The Rimac Nevera officially debuted in June 2021. Since then, we've seen the 1,914-horsepower (1,427-kilowatt) electric hypercar engage numerous competitors in drag races, not to mention a minor speeding infraction on public roads. However, the car isn't on sale yet – these events featured preproduction models. It still has to complete crash testing for certification in the US and Europe.
This video from Carwow gives us a front-row seat for the final crash test, a sideswipe into a pole at 20 mph (32 km/h). It's actually the 45th crash test endured by Nevera prototypes, and with the car costing around $2 million, that sounds like a very expensive process. However, only 10 cars were used for all the crash tests. Depending on the type and severity of the test, it's possible to reuse cars for multiple collisions. For example, the car used in this sideways pole test was previously crashed head-on.
Gallery: Rimac Nevera
According to the video, European regulations require passing grades on five various crash tests for certification. US regulations are tighter, with 22 different tests required. Basic math tells us that doesn't equal 45; Rimac includes additional tests not required, all in the name of collecting further data for structure and safety. And yes, the final test was passed with flying colors. The Nevera is now one major step closer to reaching dealerships.

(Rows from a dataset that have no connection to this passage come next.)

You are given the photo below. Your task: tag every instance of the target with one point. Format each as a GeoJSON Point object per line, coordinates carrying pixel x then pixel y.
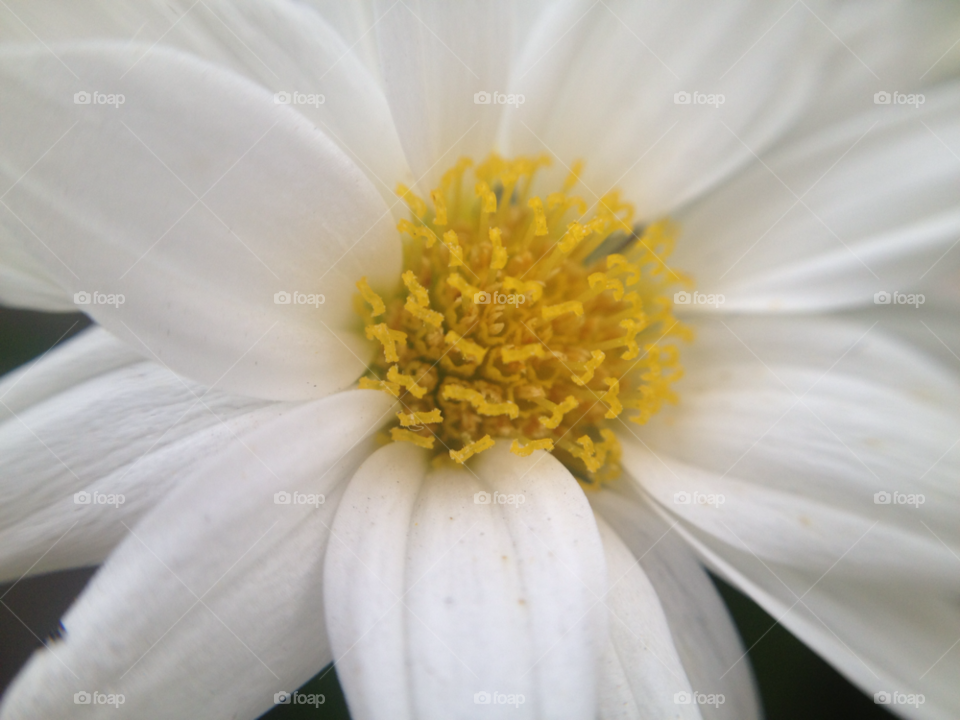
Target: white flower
{"type": "Point", "coordinates": [212, 408]}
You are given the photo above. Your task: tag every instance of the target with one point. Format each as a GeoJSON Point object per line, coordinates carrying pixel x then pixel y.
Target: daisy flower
{"type": "Point", "coordinates": [451, 343]}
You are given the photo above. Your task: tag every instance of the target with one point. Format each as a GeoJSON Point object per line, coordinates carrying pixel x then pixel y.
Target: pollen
{"type": "Point", "coordinates": [544, 322]}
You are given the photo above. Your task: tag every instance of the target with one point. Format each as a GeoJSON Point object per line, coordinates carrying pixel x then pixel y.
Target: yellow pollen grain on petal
{"type": "Point", "coordinates": [600, 280]}
{"type": "Point", "coordinates": [452, 242]}
{"type": "Point", "coordinates": [479, 402]}
{"type": "Point", "coordinates": [632, 327]}
{"type": "Point", "coordinates": [530, 287]}
{"type": "Point", "coordinates": [465, 288]}
{"type": "Point", "coordinates": [558, 412]}
{"type": "Point", "coordinates": [400, 435]}
{"type": "Point", "coordinates": [374, 300]}
{"type": "Point", "coordinates": [527, 450]}
{"type": "Point", "coordinates": [523, 352]}
{"type": "Point", "coordinates": [388, 338]}
{"type": "Point", "coordinates": [574, 177]}
{"type": "Point", "coordinates": [589, 368]}
{"type": "Point", "coordinates": [550, 312]}
{"type": "Point", "coordinates": [440, 218]}
{"type": "Point", "coordinates": [461, 456]}
{"type": "Point", "coordinates": [588, 454]}
{"type": "Point", "coordinates": [416, 204]}
{"type": "Point", "coordinates": [387, 387]}
{"type": "Point", "coordinates": [499, 259]}
{"type": "Point", "coordinates": [394, 375]}
{"type": "Point", "coordinates": [420, 418]}
{"type": "Point", "coordinates": [488, 199]}
{"type": "Point", "coordinates": [539, 218]}
{"type": "Point", "coordinates": [621, 264]}
{"type": "Point", "coordinates": [470, 350]}
{"type": "Point", "coordinates": [610, 398]}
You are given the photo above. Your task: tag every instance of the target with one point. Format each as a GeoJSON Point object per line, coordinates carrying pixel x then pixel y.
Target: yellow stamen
{"type": "Point", "coordinates": [410, 419]}
{"type": "Point", "coordinates": [389, 338]}
{"type": "Point", "coordinates": [499, 259]}
{"type": "Point", "coordinates": [527, 450]}
{"type": "Point", "coordinates": [469, 350]}
{"type": "Point", "coordinates": [461, 456]}
{"type": "Point", "coordinates": [400, 435]}
{"type": "Point", "coordinates": [417, 206]}
{"type": "Point", "coordinates": [374, 300]}
{"type": "Point", "coordinates": [394, 375]}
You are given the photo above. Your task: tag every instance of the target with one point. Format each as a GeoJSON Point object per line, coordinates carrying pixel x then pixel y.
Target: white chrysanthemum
{"type": "Point", "coordinates": [185, 166]}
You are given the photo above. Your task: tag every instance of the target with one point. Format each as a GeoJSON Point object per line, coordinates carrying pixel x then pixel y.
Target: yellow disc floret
{"type": "Point", "coordinates": [538, 320]}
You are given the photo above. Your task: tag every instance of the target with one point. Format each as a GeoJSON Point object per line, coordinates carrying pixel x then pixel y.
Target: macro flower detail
{"type": "Point", "coordinates": [525, 319]}
{"type": "Point", "coordinates": [461, 350]}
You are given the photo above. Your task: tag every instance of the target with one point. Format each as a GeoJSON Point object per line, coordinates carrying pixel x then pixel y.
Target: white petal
{"type": "Point", "coordinates": [641, 673]}
{"type": "Point", "coordinates": [282, 46]}
{"type": "Point", "coordinates": [214, 601]}
{"type": "Point", "coordinates": [884, 636]}
{"type": "Point", "coordinates": [887, 45]}
{"type": "Point", "coordinates": [433, 597]}
{"type": "Point", "coordinates": [255, 201]}
{"type": "Point", "coordinates": [435, 56]}
{"type": "Point", "coordinates": [701, 627]}
{"type": "Point", "coordinates": [94, 422]}
{"type": "Point", "coordinates": [795, 445]}
{"type": "Point", "coordinates": [600, 84]}
{"type": "Point", "coordinates": [831, 220]}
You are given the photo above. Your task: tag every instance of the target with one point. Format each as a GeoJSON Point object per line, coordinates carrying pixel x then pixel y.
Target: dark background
{"type": "Point", "coordinates": [794, 683]}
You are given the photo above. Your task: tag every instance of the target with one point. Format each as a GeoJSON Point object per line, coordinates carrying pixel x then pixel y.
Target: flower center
{"type": "Point", "coordinates": [536, 320]}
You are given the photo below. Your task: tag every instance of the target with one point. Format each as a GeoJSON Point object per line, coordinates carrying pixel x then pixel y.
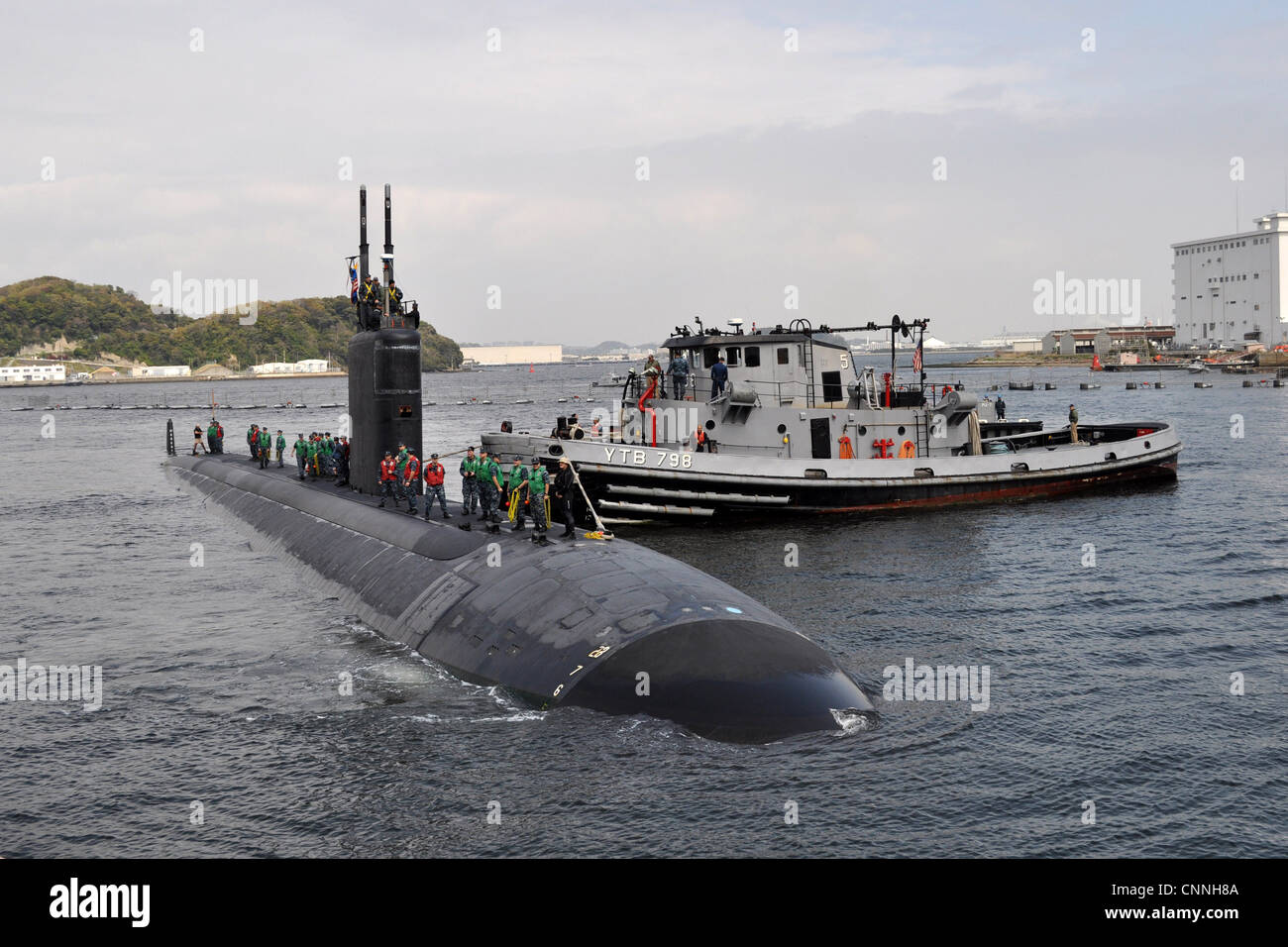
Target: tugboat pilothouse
{"type": "Point", "coordinates": [791, 425]}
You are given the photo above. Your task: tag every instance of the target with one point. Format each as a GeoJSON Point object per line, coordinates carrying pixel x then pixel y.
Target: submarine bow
{"type": "Point", "coordinates": [616, 628]}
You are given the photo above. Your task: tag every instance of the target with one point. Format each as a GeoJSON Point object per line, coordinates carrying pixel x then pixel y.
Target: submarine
{"type": "Point", "coordinates": [605, 625]}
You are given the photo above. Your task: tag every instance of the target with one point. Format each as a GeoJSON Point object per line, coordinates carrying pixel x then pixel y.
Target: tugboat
{"type": "Point", "coordinates": [799, 428]}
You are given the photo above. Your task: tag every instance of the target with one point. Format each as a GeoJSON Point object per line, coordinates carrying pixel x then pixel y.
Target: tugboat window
{"type": "Point", "coordinates": [832, 386]}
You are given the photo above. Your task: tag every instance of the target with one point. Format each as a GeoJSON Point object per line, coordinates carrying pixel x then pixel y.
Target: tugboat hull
{"type": "Point", "coordinates": [649, 482]}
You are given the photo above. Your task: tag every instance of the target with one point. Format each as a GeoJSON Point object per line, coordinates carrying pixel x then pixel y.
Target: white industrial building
{"type": "Point", "coordinates": [13, 373]}
{"type": "Point", "coordinates": [160, 371]}
{"type": "Point", "coordinates": [303, 367]}
{"type": "Point", "coordinates": [513, 355]}
{"type": "Point", "coordinates": [1229, 291]}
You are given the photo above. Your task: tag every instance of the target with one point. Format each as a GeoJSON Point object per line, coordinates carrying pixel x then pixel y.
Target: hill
{"type": "Point", "coordinates": [98, 320]}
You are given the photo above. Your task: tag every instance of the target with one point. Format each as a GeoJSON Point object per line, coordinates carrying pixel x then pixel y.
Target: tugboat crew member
{"type": "Point", "coordinates": [679, 372]}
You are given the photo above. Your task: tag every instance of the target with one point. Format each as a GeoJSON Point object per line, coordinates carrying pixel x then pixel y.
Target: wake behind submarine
{"type": "Point", "coordinates": [612, 626]}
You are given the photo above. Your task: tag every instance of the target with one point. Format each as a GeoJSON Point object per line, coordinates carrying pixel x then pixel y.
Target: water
{"type": "Point", "coordinates": [1108, 684]}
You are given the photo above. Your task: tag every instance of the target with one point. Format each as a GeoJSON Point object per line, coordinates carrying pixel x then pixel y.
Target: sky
{"type": "Point", "coordinates": [579, 171]}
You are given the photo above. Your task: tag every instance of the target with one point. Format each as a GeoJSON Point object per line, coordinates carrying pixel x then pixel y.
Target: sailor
{"type": "Point", "coordinates": [653, 373]}
{"type": "Point", "coordinates": [434, 474]}
{"type": "Point", "coordinates": [342, 467]}
{"type": "Point", "coordinates": [301, 454]}
{"type": "Point", "coordinates": [469, 482]}
{"type": "Point", "coordinates": [719, 376]}
{"type": "Point", "coordinates": [411, 480]}
{"type": "Point", "coordinates": [539, 487]}
{"type": "Point", "coordinates": [399, 464]}
{"type": "Point", "coordinates": [515, 483]}
{"type": "Point", "coordinates": [679, 372]}
{"type": "Point", "coordinates": [387, 478]}
{"type": "Point", "coordinates": [563, 491]}
{"type": "Point", "coordinates": [489, 487]}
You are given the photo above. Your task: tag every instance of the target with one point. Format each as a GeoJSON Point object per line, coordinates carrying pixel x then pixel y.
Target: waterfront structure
{"type": "Point", "coordinates": [160, 371]}
{"type": "Point", "coordinates": [17, 373]}
{"type": "Point", "coordinates": [1229, 291]}
{"type": "Point", "coordinates": [1106, 341]}
{"type": "Point", "coordinates": [513, 355]}
{"type": "Point", "coordinates": [303, 367]}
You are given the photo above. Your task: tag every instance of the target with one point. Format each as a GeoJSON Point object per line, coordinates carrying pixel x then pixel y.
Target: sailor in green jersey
{"type": "Point", "coordinates": [469, 482]}
{"type": "Point", "coordinates": [515, 484]}
{"type": "Point", "coordinates": [489, 488]}
{"type": "Point", "coordinates": [400, 480]}
{"type": "Point", "coordinates": [539, 484]}
{"type": "Point", "coordinates": [301, 454]}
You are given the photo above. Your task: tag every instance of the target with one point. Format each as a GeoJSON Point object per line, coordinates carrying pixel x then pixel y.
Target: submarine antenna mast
{"type": "Point", "coordinates": [389, 254]}
{"type": "Point", "coordinates": [364, 257]}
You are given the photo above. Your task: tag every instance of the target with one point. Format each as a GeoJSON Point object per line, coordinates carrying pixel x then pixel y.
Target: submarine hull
{"type": "Point", "coordinates": [610, 626]}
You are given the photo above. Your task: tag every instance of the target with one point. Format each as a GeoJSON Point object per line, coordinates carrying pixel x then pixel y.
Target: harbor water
{"type": "Point", "coordinates": [1134, 646]}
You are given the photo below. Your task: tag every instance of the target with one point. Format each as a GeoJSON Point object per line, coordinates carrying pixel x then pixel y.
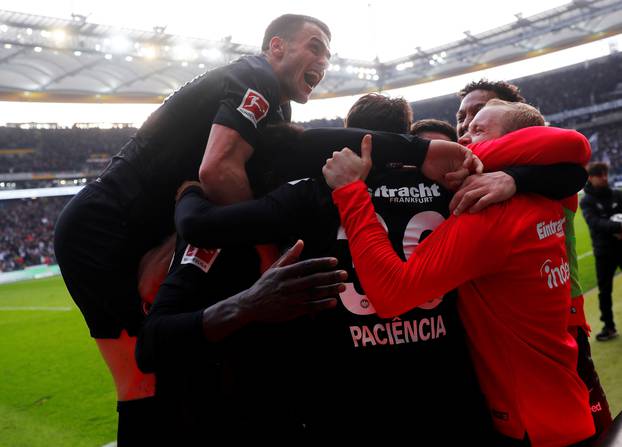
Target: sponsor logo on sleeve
{"type": "Point", "coordinates": [555, 275]}
{"type": "Point", "coordinates": [254, 106]}
{"type": "Point", "coordinates": [200, 257]}
{"type": "Point", "coordinates": [550, 228]}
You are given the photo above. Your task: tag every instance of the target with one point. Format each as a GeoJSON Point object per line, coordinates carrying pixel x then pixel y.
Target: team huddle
{"type": "Point", "coordinates": [385, 281]}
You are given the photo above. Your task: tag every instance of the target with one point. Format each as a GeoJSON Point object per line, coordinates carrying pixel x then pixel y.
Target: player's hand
{"type": "Point", "coordinates": [185, 185]}
{"type": "Point", "coordinates": [346, 167]}
{"type": "Point", "coordinates": [450, 163]}
{"type": "Point", "coordinates": [482, 190]}
{"type": "Point", "coordinates": [290, 289]}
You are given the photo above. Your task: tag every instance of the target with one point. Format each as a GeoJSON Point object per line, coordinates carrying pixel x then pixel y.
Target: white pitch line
{"type": "Point", "coordinates": [584, 255]}
{"type": "Point", "coordinates": [49, 309]}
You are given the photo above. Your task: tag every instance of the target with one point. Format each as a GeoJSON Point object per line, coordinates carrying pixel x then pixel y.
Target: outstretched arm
{"type": "Point", "coordinates": [534, 146]}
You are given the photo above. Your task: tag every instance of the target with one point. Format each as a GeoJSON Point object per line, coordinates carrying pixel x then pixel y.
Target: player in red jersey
{"type": "Point", "coordinates": [510, 265]}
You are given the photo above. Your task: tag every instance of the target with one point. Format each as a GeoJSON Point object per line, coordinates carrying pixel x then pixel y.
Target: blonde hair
{"type": "Point", "coordinates": [519, 116]}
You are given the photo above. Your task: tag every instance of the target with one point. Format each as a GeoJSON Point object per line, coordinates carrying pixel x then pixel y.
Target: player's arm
{"type": "Point", "coordinates": [250, 96]}
{"type": "Point", "coordinates": [176, 329]}
{"type": "Point", "coordinates": [534, 146]}
{"type": "Point", "coordinates": [552, 181]}
{"type": "Point", "coordinates": [283, 212]}
{"type": "Point", "coordinates": [316, 145]}
{"type": "Point", "coordinates": [222, 171]}
{"type": "Point", "coordinates": [395, 286]}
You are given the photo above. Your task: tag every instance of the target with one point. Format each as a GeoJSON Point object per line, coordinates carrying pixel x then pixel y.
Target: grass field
{"type": "Point", "coordinates": [56, 391]}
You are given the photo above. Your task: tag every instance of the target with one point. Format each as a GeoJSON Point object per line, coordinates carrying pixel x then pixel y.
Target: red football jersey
{"type": "Point", "coordinates": [509, 263]}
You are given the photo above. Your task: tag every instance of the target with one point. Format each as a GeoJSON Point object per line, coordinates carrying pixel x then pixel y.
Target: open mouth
{"type": "Point", "coordinates": [312, 78]}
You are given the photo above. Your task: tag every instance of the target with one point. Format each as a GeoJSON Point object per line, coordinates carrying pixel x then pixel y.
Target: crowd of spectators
{"type": "Point", "coordinates": [49, 150]}
{"type": "Point", "coordinates": [27, 231]}
{"type": "Point", "coordinates": [27, 224]}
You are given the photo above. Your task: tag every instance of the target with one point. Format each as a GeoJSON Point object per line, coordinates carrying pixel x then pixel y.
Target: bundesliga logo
{"type": "Point", "coordinates": [254, 107]}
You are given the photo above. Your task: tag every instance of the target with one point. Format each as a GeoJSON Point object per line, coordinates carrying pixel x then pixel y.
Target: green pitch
{"type": "Point", "coordinates": [56, 391]}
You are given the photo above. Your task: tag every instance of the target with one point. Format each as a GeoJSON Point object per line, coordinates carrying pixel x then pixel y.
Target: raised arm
{"type": "Point", "coordinates": [534, 146]}
{"type": "Point", "coordinates": [222, 171]}
{"type": "Point", "coordinates": [283, 212]}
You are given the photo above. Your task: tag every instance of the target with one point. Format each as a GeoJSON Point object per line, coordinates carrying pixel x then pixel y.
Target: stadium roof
{"type": "Point", "coordinates": [57, 60]}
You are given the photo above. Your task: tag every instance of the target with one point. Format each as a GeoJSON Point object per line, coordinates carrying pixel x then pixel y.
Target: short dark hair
{"type": "Point", "coordinates": [503, 90]}
{"type": "Point", "coordinates": [433, 125]}
{"type": "Point", "coordinates": [597, 168]}
{"type": "Point", "coordinates": [287, 25]}
{"type": "Point", "coordinates": [378, 112]}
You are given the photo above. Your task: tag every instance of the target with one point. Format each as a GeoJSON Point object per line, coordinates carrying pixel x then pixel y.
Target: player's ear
{"type": "Point", "coordinates": [277, 46]}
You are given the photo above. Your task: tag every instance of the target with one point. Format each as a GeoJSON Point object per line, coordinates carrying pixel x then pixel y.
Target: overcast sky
{"type": "Point", "coordinates": [361, 29]}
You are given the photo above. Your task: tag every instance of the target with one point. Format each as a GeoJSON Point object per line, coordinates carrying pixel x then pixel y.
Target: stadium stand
{"type": "Point", "coordinates": [27, 234]}
{"type": "Point", "coordinates": [586, 96]}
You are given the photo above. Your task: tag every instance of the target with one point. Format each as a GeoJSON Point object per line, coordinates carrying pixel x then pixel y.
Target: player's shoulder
{"type": "Point", "coordinates": [256, 66]}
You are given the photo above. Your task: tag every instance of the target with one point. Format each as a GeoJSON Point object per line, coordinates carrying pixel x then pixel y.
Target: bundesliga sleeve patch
{"type": "Point", "coordinates": [254, 106]}
{"type": "Point", "coordinates": [200, 257]}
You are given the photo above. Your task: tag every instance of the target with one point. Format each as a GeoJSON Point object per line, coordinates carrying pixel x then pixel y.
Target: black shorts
{"type": "Point", "coordinates": [98, 251]}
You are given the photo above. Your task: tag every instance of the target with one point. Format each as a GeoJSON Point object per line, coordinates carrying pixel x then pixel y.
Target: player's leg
{"type": "Point", "coordinates": [587, 371]}
{"type": "Point", "coordinates": [93, 247]}
{"type": "Point", "coordinates": [605, 269]}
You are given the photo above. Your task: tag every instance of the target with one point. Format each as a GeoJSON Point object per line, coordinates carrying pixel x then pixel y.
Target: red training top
{"type": "Point", "coordinates": [509, 263]}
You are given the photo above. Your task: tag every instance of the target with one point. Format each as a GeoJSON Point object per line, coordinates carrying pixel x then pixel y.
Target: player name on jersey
{"type": "Point", "coordinates": [398, 331]}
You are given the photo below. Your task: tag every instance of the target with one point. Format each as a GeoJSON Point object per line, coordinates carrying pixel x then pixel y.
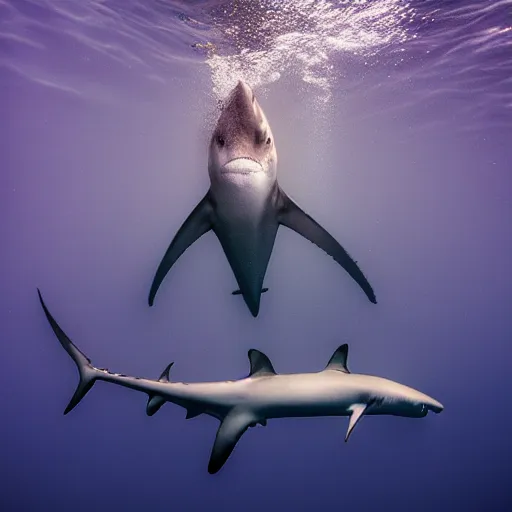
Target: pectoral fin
{"type": "Point", "coordinates": [239, 292]}
{"type": "Point", "coordinates": [293, 217]}
{"type": "Point", "coordinates": [357, 413]}
{"type": "Point", "coordinates": [196, 225]}
{"type": "Point", "coordinates": [230, 431]}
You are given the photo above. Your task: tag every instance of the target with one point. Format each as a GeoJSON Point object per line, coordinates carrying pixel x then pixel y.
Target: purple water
{"type": "Point", "coordinates": [393, 124]}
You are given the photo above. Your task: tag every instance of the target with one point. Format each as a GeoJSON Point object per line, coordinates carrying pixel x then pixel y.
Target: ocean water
{"type": "Point", "coordinates": [393, 126]}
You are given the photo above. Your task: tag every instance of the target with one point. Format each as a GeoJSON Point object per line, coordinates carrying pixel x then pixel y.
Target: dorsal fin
{"type": "Point", "coordinates": [164, 376]}
{"type": "Point", "coordinates": [338, 360]}
{"type": "Point", "coordinates": [260, 364]}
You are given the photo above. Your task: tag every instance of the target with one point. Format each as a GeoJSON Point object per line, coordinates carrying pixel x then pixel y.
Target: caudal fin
{"type": "Point", "coordinates": [83, 363]}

The process is similar to what Koenigsegg shared in a video from 2019. With niche hypercars, cost is a tremendous concern during the crash-testing process. Reusing previously crashed cars for multiple tests certainly helps, and extensive simulations also help in the development process. Per this video, Rimac's pre-crash computer simulations were ultimately 98 percent accurate to real-world results.
With all the hypercar destruction now complete, road-going Neveras shouldn't be far behind.